John Oxford, an emeritus professor of virology at Queen Mary, University of London, concurs.
‘It has been an extraordinary winter so far,’ he says. ‘There seems to be a lot of infection going around. There are also dozens of varieties of cold virus and we can get reinfected with each one.’
And then there is the so-called ‘immunity gap’, adds Professor Paul Hunter, an expert in infectious diseases at Norwich Medical School. This is the result of lockdowns reducing our usual exposure to seasonal viruses, so we have little natural immunity to them now that they’re back in circulation. And the longer it is since previous exposure, the greater our chance of catching an infection.
‘So if someone was exposed to flu three months after their original bout, then they’ll probably not develop the illness again,’ says Professor Hunter.
‘If exposure happens a year later, it might lead to a standard bout of flu — unpleasant but not dangerous as they won’t have high levels of antibodies to it, but they’ll have at least some.
‘But there’s now a three-year gap between previous and current exposure to flu, and this can lead to a severe form of it.’ The same may apply to other respiratory infections.
How long we succumb to a virus — and how long it takes to feel normal — depends on factors such as the infection, your vaccination status, previous infections as well as your age. But is there anything we can do to speed up recovery?
Most medication fights symptoms rather than the cause, so they won’t speed up recovery, says Professor Hunter. Prescription anti-viral drugs can do this, but are usually only offered for severe flu in vulnerable people.
‘For most people, by the time you know it’s flu, it’s too late to take them and they do little to help,’ says Professor Hunter. (Studies show antiviral drugs work best when started within two days of getting sick.)
A more accessible form of treatment is sleep. A 2019 study in the Journal of Experimental Medicine found that a good night’s sleep can increase the function of T-cells — white blood cells that kill invading bacteria and viruses.
‘Our body’s circadian rhythms [24-hour cycle] and nocturnal sleep play important roles in regulating our immune system,’ explains Professor Mabbott.
‘That’s why disturbed sleep can reduce the effectiveness of our immune responses, either to infections or vaccines.’
Dr Steven Kinnear, a Bangor-based GP in County Down, says: ‘Since sleep is vital to gee up recovery, I use the children’s remedy Calpol Vapour Plug & Nightlight, which can stop a blocked nose disturbing my rest.’ (The vapours help decongest, he says.)
Eating well helps, too. ‘Think Mediterranean diet, rich in colourful plants, each with their own host of anti-inflammatory and antioxidant nutrients,’ says Dr Jenna Macciochi, a senior lecturer in immunology at Sussex University and author of Your Blueprint For Strong Immunity.

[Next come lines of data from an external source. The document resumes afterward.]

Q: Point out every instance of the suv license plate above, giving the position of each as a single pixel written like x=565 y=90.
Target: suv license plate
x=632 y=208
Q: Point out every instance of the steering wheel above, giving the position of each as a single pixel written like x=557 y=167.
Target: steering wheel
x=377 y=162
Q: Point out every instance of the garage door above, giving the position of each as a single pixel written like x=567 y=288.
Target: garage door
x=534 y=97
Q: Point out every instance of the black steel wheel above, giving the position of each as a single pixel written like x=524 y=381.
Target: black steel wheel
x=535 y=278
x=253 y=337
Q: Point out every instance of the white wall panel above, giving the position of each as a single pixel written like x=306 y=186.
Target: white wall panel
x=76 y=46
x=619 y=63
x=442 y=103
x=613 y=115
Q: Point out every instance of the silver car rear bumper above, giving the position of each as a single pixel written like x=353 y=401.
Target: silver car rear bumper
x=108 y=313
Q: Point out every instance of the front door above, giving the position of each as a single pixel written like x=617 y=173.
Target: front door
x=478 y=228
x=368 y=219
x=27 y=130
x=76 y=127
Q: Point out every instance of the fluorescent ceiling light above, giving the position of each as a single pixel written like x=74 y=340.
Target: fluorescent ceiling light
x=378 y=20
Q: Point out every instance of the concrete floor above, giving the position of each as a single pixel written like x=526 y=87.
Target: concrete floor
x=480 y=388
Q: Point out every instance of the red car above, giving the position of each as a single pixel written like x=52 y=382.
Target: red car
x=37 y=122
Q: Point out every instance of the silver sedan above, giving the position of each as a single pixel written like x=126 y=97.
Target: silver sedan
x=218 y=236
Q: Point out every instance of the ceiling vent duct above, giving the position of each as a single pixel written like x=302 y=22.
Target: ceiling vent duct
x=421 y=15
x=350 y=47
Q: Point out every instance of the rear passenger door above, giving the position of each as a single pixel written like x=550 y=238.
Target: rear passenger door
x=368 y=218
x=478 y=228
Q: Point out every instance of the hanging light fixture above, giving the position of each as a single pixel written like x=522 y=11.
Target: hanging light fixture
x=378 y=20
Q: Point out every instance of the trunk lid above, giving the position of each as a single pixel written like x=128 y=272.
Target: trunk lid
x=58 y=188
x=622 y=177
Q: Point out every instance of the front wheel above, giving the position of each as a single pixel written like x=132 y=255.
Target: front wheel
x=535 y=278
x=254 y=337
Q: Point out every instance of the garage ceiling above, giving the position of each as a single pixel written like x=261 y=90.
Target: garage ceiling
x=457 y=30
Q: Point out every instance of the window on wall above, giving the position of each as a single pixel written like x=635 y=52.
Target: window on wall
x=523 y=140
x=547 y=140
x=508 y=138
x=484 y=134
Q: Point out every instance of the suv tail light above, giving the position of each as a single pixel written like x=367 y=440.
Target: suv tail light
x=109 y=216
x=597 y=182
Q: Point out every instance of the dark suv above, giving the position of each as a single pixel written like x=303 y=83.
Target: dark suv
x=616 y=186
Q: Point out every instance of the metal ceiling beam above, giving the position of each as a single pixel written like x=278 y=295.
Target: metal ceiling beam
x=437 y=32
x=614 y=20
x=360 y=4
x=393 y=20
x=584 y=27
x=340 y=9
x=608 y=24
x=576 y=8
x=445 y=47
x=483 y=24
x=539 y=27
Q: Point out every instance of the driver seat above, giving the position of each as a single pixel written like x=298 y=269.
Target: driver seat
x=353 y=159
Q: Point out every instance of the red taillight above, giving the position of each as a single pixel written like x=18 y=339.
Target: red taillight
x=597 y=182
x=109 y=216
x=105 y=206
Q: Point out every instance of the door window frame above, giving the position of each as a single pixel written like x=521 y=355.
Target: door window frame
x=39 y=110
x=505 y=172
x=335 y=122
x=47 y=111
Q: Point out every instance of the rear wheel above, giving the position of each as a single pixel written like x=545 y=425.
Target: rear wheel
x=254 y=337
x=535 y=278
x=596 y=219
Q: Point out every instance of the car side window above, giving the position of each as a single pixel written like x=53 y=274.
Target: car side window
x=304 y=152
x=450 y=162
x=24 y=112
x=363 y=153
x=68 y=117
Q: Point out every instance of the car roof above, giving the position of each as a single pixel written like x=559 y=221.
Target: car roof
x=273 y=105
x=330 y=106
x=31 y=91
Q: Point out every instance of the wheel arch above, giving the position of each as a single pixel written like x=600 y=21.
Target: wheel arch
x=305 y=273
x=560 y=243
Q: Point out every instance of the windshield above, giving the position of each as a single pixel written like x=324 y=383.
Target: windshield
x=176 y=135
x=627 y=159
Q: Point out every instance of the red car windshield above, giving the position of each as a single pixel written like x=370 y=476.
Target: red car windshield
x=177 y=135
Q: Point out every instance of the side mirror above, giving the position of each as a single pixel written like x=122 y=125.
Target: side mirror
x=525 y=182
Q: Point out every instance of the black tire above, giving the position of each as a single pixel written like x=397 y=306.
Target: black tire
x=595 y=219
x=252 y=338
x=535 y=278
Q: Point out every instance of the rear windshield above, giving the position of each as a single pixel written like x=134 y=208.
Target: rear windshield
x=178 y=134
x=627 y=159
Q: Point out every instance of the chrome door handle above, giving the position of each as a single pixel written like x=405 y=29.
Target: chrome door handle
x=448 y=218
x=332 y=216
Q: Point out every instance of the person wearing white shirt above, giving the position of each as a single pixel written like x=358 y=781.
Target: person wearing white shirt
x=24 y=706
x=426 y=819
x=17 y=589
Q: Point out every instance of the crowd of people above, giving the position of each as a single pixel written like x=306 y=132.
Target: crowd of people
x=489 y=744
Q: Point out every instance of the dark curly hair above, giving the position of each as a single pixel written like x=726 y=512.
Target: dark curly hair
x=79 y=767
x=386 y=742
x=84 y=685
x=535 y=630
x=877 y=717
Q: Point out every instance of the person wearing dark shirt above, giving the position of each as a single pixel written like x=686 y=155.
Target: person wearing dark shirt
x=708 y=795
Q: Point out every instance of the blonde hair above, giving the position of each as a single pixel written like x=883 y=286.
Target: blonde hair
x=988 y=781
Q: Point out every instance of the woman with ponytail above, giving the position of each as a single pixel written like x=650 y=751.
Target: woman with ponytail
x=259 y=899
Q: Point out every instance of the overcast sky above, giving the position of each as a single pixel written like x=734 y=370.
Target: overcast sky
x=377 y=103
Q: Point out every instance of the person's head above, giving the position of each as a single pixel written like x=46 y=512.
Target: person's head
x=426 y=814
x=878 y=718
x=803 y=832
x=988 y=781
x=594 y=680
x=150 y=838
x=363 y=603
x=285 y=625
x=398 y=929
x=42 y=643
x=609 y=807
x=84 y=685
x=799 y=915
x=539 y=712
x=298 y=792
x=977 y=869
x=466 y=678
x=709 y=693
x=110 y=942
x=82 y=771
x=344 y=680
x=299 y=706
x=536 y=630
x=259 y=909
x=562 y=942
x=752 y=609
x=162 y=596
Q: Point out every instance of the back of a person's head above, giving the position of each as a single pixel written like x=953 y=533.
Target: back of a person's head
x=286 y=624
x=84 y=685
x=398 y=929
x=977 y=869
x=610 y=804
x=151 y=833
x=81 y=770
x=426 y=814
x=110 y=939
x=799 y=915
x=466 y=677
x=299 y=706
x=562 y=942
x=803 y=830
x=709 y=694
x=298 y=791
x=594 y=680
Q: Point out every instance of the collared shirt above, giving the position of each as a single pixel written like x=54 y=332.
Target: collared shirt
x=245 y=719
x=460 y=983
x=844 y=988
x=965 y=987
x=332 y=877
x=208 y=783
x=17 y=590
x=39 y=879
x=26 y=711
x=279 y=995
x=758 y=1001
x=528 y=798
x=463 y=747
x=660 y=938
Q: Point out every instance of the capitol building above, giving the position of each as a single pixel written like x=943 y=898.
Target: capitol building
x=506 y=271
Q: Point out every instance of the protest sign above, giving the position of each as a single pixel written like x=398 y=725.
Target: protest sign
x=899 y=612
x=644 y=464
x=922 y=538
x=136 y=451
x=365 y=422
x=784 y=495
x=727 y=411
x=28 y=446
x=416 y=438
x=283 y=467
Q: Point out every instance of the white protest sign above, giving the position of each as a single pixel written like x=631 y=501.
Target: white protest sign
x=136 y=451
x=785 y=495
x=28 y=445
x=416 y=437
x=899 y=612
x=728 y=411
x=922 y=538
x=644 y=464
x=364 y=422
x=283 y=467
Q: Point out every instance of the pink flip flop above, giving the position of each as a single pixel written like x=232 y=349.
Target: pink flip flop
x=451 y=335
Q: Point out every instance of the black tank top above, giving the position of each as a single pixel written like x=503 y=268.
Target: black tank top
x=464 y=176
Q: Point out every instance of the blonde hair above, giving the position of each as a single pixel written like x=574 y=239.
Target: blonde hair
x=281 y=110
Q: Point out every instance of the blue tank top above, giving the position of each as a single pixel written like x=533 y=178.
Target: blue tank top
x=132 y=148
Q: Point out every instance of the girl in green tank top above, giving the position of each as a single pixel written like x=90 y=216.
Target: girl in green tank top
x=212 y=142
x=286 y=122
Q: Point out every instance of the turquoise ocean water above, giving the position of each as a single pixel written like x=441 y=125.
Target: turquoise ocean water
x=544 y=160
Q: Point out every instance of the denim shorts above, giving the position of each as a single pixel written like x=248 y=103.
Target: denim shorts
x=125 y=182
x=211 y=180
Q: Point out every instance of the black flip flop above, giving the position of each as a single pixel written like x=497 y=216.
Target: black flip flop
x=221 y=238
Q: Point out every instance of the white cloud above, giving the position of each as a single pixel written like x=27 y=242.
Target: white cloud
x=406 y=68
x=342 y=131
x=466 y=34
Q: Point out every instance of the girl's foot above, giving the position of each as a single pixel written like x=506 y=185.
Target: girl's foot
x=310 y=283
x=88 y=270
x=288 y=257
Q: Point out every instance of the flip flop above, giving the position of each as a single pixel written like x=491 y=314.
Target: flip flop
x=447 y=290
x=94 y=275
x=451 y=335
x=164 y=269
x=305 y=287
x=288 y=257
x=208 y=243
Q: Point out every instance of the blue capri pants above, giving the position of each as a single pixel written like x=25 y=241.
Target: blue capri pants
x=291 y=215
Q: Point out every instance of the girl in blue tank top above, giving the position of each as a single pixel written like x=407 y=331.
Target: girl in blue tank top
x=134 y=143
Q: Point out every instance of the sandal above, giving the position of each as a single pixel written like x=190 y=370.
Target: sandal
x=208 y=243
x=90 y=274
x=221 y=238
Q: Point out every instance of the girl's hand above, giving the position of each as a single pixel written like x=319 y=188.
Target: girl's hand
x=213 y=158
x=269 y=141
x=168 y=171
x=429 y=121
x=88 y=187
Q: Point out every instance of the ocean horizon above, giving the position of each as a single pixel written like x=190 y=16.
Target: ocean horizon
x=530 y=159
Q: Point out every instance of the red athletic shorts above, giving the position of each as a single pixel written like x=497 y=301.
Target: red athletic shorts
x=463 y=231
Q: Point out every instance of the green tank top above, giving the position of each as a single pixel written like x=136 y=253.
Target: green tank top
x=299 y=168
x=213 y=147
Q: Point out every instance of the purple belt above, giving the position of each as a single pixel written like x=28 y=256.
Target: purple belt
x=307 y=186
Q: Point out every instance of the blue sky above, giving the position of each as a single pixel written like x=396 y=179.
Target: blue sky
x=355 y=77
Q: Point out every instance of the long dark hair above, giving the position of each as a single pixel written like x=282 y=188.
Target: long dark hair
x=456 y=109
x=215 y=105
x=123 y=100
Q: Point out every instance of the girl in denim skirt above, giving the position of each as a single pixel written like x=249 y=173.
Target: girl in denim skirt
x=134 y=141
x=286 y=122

‘Focus on protein, too, as this provides the building blocks for the different components of our immune system. In addition, your tissues may have incurred damage from the infection — protein is important to rebuild and repair.’
She suggests omega-3 supplements, as these fats are the raw materials for our immune system anti-inflammatory mechanisms (to turn off inflammation and help repair and recovery).
The reason we’re advised to drink plenty of fluid is partly to help thin mucus, so it drains away more easily, relieving congestion, says Dr Kinnear.
‘But limit alcohol,’ adds Dr Roger Henderson, a GP in Shropshire. ‘Too much can lead to vitamin deficiencies, which can affect your immune system.’
And pace yourself when it comes to exercise. ‘Pushing yourself before you’re ready can set you back, and make you even more exhausted,’ says Dr Gavin Francis, a GP and author of Recovery: The Lost Art Of Convalescence. ‘It’s important knowing that it’s OK to rest a bit — and that it might take a good few weeks to improve.’
Convalescing is a vital part of recovery, agrees Dr Macciochi. ‘In today’s fast-paced world, we feel we have no time to be ill — we’re all looking for a quick fix and then to get back to our normal daily life quickly,’ she says. ‘Recovery takes time. Health doesn’t begin when acute symptoms end.’